Action Manager Node             Main Node                Image Classification Node
   |<--/robocourier/state---        |                              |
   |--/robocourier/robot_action---->|                              |
   |                                |--/robocourier/image_input--->|
   |                                |<--/robocourier/image_output--|
   |                                |                              |
   |                            |/cmd_vel|                         |
   |                     |/camera/rgb/image_raw|                   |

Explanation:

• Action Manager Node handles user voice requests and sends action commands to the Main Node.
• Main Node handles the navigation of the robot and movement of its arm. Also handles the robot camera which helps the robot follow the maze lines. Also sends images from the camera to the Image Classification Node.
• Image Classification Node receives images from the Main Node for processing, and publishes classifications for the Main Node to see.

Execution

Generate an OpenAI API Key, put the API key in client = OpenAI(api_key = "API key") within both main_node.py and action_manager.py.

Replace the music.mp3's absolute path in play_music.py with its absolute path in your environment

roscore

ssh pi@<YOUR_TURTLEBOT_IP> and bringup

ssh pi@<YOUR_TURTLEBOT_IP> and bringup_cam

roslaunch turtlebot3_manipulation_bringup turtlebot3_manipulation_bringup.launch

roslaunch turtlebot3_manipulation_moveit_config move_group.launch

roslaunch robocourier action.launch

Note: If you encounter any troubles, it is likely due to missing libraries. Use pip install XXX command to install necessary libraries.

Challenges, Future Work, and Takeaways

Challenges:

• Navigation Accuracy: Due to the proximity of the orange lines in the maze, the camera often detects orange pixels outside of its intended path, which causes the robot to veer slightly off course, which could mean that the robot fails to grab the desired object.

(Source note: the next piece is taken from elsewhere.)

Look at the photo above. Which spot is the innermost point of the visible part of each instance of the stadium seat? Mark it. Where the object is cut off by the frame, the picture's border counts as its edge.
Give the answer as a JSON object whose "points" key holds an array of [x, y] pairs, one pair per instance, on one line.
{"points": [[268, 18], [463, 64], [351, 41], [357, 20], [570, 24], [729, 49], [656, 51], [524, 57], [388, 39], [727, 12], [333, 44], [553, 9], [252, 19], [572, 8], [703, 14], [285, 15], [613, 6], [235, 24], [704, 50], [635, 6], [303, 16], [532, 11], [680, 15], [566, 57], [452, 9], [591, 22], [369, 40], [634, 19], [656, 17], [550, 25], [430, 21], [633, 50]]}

This is not a challenge that we were able to resolve fully due to the position and angle of the camera. However, one strategy we used to reduce the likelihood of this is to prioritize the detection of orange pixels towards the middle of the camera image. This decreased the likelihood of the robot from veering off course due to the camera having stray orange pixels in its image.
• Image Recognition: None of the team members had a lot of experience using PyTorch or other image recognition models, so it took a lot of time and searching to figure out a good approach. Eventually, we settled on training our own image recognition model by taking thousands of pictures of the objects using the robot camera. This approach led to much greater accuracy in image detection over trying to fine-tune a previously trained model.

Future Work:

• Enhanced Object Detection: Given our success with the image recognition model, it could be possible to adapt it to recognize even more types of bottles, expanding the possible objects it can recognize. This would involve taking more pictures of the bottles using the robot camera and training a new model using this data. However, for the sake of our project and the small maze we are working with, we chose to train an image recognition model for just 3 different bottles.
• Multi-Robot Coordination: One feature we wanted to explore during this project but could not was the possibility of having more than one robot performing delivery tasks simultaneously. This would involve the two robots communicating with each other so as to avoid colliding paths. This would also involve rewriting the main path-finding algorithm to take other robot(s)'s positions into account when finding the shortest path to an object.

Takeaways:

• Understanding the challenges and solutions in autonomous navigation and object handling.
• Insights into the integration of various robotics components and algorithms.
• Learn how to train and use an image recognition model.

GitHub Repository

Link: RoboCourier GitHub Repo

Summary

In summary, RoboCourier demonstrates the successful integration of navigation, object detection, and manipulation for autonomous item delivery. Through this project, we tackled various challenges, learned valuable lessons, and identified areas for future improvement, showcasing the potential of robotics in automating delivery tasks.